This statement was published in response to the May 13, 2021 release of jobs numbers by the Bureau of Labor Statistics. For the most up-to-date data please visit TCF’s comprehensive UI data dashboard here.


Today’s Labor Department offers a sobering reality check after a week of hysteria about the role of unemployment benefits in the recovery. The first reality check is that unemployment claims are dropping on their own accord, even before the dramatic and short-sighted actions taken by 12 governors as of Wednesday evening to end participation in all pandemic unemployment programs. New claims for benefits dropped for the fifth consecutive week, to 605,000 (NSA), after another sizeable decline in new state claims (487,000, down 26,000 last week NSA) and relatively steady PUA claims (up 2,000 to 104,000).

Outside of noisy data from California, pandemic claims are dropping as well, having fallen by 75,000 nationally once California is factored out. Even with California data, PUA and PEUC claims have dropped by more than 1.5 million (16 percent) from their peak of 14.1 million on March 5, registering at 12.5 million this week (7.28 million on PUA and 5.27 million on PEUC). In other words, more than one million workers have already exited pandemic aid on their own for jobs.

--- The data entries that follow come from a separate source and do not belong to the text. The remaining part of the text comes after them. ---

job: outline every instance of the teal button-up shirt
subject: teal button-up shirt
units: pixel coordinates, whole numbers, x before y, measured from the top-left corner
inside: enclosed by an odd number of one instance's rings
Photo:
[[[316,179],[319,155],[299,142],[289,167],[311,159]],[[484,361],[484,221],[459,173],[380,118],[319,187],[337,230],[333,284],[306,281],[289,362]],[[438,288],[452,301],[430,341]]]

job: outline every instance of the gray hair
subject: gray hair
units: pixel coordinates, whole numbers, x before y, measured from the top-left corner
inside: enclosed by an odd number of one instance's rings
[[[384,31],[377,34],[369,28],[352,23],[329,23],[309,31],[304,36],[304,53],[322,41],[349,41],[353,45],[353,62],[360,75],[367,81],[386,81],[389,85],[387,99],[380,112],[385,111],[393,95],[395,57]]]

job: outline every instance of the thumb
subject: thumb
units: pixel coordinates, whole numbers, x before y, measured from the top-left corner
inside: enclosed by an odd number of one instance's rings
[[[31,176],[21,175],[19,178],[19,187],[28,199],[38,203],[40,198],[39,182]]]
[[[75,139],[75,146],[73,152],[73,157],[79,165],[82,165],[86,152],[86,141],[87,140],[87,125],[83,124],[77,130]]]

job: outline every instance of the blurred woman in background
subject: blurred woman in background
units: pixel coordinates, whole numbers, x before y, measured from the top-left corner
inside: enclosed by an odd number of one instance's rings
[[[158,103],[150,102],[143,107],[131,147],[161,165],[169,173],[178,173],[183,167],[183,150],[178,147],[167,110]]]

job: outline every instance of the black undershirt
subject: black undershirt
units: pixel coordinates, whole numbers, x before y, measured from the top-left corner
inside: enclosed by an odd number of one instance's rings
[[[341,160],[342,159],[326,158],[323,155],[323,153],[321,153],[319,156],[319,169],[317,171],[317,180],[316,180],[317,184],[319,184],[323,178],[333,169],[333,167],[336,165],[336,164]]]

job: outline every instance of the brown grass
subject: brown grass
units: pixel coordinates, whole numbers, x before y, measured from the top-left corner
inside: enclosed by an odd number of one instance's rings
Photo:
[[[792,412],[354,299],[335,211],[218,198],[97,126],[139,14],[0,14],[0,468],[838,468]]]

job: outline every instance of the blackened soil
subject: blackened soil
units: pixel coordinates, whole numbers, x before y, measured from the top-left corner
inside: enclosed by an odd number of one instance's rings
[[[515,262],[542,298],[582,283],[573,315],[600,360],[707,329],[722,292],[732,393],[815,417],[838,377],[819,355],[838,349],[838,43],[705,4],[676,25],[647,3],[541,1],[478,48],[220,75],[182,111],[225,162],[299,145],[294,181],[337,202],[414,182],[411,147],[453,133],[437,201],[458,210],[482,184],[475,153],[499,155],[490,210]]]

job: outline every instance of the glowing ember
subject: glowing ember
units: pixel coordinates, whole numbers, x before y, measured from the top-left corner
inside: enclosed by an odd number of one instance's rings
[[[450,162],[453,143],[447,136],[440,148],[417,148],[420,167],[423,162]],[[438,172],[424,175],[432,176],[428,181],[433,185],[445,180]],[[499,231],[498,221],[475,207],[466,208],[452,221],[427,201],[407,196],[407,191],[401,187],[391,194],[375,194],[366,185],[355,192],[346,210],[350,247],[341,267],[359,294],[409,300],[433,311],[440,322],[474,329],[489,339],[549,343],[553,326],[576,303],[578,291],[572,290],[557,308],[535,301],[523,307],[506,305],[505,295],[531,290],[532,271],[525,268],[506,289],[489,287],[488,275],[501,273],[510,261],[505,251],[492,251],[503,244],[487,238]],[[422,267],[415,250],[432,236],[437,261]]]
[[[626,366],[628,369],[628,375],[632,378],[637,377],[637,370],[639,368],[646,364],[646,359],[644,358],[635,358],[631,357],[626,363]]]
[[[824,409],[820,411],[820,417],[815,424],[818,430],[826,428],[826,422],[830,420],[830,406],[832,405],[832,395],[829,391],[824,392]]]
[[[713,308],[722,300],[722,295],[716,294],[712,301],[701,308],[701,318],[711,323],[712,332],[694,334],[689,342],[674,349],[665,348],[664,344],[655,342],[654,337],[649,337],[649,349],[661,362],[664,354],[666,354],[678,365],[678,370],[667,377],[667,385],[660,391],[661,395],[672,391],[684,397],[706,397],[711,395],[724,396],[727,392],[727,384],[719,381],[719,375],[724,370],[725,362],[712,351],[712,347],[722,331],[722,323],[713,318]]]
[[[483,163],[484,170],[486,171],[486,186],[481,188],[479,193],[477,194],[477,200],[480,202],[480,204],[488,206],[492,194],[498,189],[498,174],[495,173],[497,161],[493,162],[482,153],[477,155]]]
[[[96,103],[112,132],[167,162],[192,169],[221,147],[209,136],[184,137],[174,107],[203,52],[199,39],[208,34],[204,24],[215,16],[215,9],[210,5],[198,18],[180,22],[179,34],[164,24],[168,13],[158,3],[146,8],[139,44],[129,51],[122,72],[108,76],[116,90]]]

Yet as of Wednesday evening, 12 governors from the states of South Carolina, Alabama, Iowa, Idaho, Missouri, Wyoming, Mississippi, Arkansas, Tennessee, Utah, Montana, and North Dakota have decided to deprive their workers of this critical aid. A new analysis published this morning by TCF analyzes the decisions of these governors to end access to pandemic unemployment benefits, including PUA, PEUC, the $300 per week FPUC supplement, and the $100 MEUC boost to mixed earners. We find that:

  • In these 12 states, 895,000 workers will be cut off from pandemic benefits as soon as June 12, with workers of color being hit the hardest;
  • In general, these workers will lose 12 weeks of pandemic benefits—costing their state’s economies nearly $5 billion;
  • If all of the Republican governors were to pull out, those totals would grow to 4.8 million workers, risking depriving state economies of $29 billion.

These changes have the potential to drastically scale back assistance to jobless workers far too early in the recovery. Nationally, there are still 16.8 million workers on one of the unemployment programs, and the nation is still short 8 million- plus jobs from the start of the pandemic. As the pandemic has dragged on, the number of workers on traditional state benefit programs has dropped to 3.8 million, down more than one-third from the 5.7 million on state benefits at the start of the year. With emergency pandemic aid eliminated, this program (minus the $300 bump) will be the last lifeline of aid available in these 12 states and any others that follow their lead.

There is simply no economic evidence that pandemic unemployment aid is holding back job creation. Rather, money from federal benefits flows into local businesses through additional consumer spending, generating $1.61 in economic activity for every dollar spent. After a year of needed help, conservative governors are sending a disturbing message to jobless workers: we no longer support you in the process to get back on your feet. Hopefully the Biden administration can work closely with the remaining states to keep unemployment benefits going until more sectors of the economy come back, the vaccine stretches to herd immunity, and child care becomes widely available.